Why Have Non-Zero Timing on a BLDC?
Advancing timing is a practice common to electric motors and internal combustion engines. The purpose is to increase efficiency. In other words to maximize the power out for a given power in.
In electric motors, the amount of torque produced in relation to the rotor field vector with respect to the stator field vector is given by:
\$\tau = \tau_{max}~sin~\theta\$
Where:
\$\theta =~\$Angle between the two field vectors
When \$\theta = 0°,~\tau = 0\$ (no torque means no movement) and when \$\theta = 90°,~\tau=\tau_{max}\$. For all other angles between 0° and 90°, \$\tau\$ is some percentage of \$\tau_{max}\$.

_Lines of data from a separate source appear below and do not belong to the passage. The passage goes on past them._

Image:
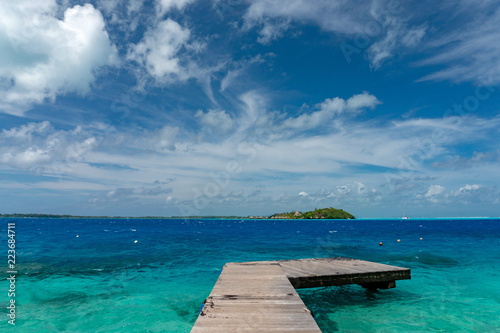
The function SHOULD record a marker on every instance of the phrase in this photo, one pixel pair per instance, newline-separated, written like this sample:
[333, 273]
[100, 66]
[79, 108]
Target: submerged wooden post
[261, 296]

The problem here is that as the rotor spins, the interaction between it's magnetic field and the stator's cause the fields to distort and move from their normal non-rotating positions. The faster it spins, the more the fields distort. The best picture I could find of this phenomenon actually comes from the Wikipedia article on brushed DC motors. The the principle is the same for brushless:
By advancing the timing, you are ensuring that commutation occurs when the two fields are at 90° to one another in order to maximize torque production at maximum speed. However, since the position of the fields will change with speed, this timing advance is only good for one particular speed in one particular direction. For all other speeds your efficiency will be less than optimal at the angle between the two fields decreases from 90°. And for the reverse direction, you will be much less than optimal requiring much more current to produce the same amount of torque.
Depending on your requirements, a 0° timing advance may not be such a bad thing. If you need to be able to reverse direction, but don't care as much about power consumption, maximum speed, or maximum torque, then a 0° timing advance may be a good compromise. However, if you need to produce maximum torque at maximum speed without drawing excessive current. Then advanced timing is a must.

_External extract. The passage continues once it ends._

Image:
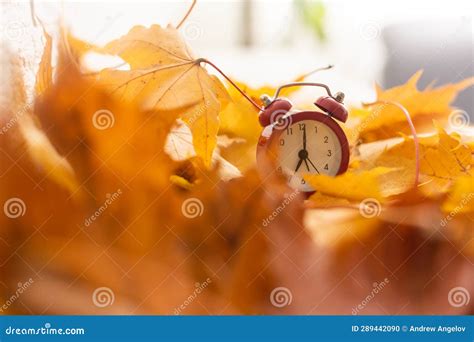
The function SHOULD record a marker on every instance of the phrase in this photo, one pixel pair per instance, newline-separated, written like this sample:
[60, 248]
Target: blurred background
[270, 42]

A note on what causes the distortion
The distortion occurs because of the laws discovered by our friends Lenz and Faraday. In a simple motor, you have a coil rotating in a magnetic field:
As current passes through the coil, it causes a generated magnetic field around the wire. As the generated magnetic field interacts with the static magnetic field, their forces push on one another and the fields distort:
As the coil rotates, it moves in and out of the magnetic field. When the wire is in the magnetic field, the field distorts. When the wire is out, the field snaps back to normal. This snapping back take some amount of time. As the coil rotates faster and faster, the field has less time to snap back to normal. So the faster the motor turns, the more distorted the field remains.
Somewhat related
I sometimes find that people have an easier time understanding internal combustion engines as opposed to electric motors. Maybe it's because people have a better understanding of explosions versus rotating magnetic fields. Or perhaps because gasoline cars are still so much more common. If you're one of those people, have a look at this How Stuff Works article. It explains the reasons behind advancing the timing in an internal combustion engine. There are a lot of similarities between the two and the analogy may be helpful to your understanding.
The torque generated by a motor is a function of the difference between the angle of the magnetic field generated by the coils and the field generated by the magnets. Because the coils' magnetic field cannot respond instantly to changes in voltage, the angle of the field generated by the coils will essentially represent what the controller was requesting a short time previously. As the motor speed increases, that lag represents an increasing angle, to the point that the angle between the coils and the magnets diminishes and with it, the ability to generate more torque.
Adding an offset of, e.g., 5 degrees to the sensors would have the effect of increasing the angle between the motor and the coils by five degrees when the motor was moving in on direction, and decreasing the angle when it was moving in the other. This may thus make the motor work more effectively in one direction, but less effectively in the other. Note that because the magnets are switched in discrete steps, the angle difference at rest may vary between 30 and 90 degrees when there is no offset. Adding a 30-degree offset would cause the angle difference to vary between 60 and 120 degrees in one direction (good), but between 0 degrees and 60 degrees in the other (bad). Note that if the angle difference is zero degrees, your motor will try to stay in its current position instead of moving--oops.
To literally answer the question, a "ton of current" would be drawn in the direction where the timing offset was pathologically backwards from what was needed. Instead of synchronizing with the rotational state and doing "work" only to overcome losses and shaft load, the mis-synchronized drive would end up to a large degree fighting it's own efforts at maximum power input - not entirely unlike like trying to drive the motor with the rotor locked so that it cannot turn. The motor might still turn, but it would be extremely inefficient since most of the power applied at any instant in time would be fighting the existing state, rather than modifying that state only slightly to transmit power to the mechanical load.
Offset sensors (or to a degree, even having sensors rather than measuring back EMF) tends to point towards an older, less internally sophisticated controller. A modern microcontroller based design could handle the offset in software, and apply it appropriately for either direction of rotation.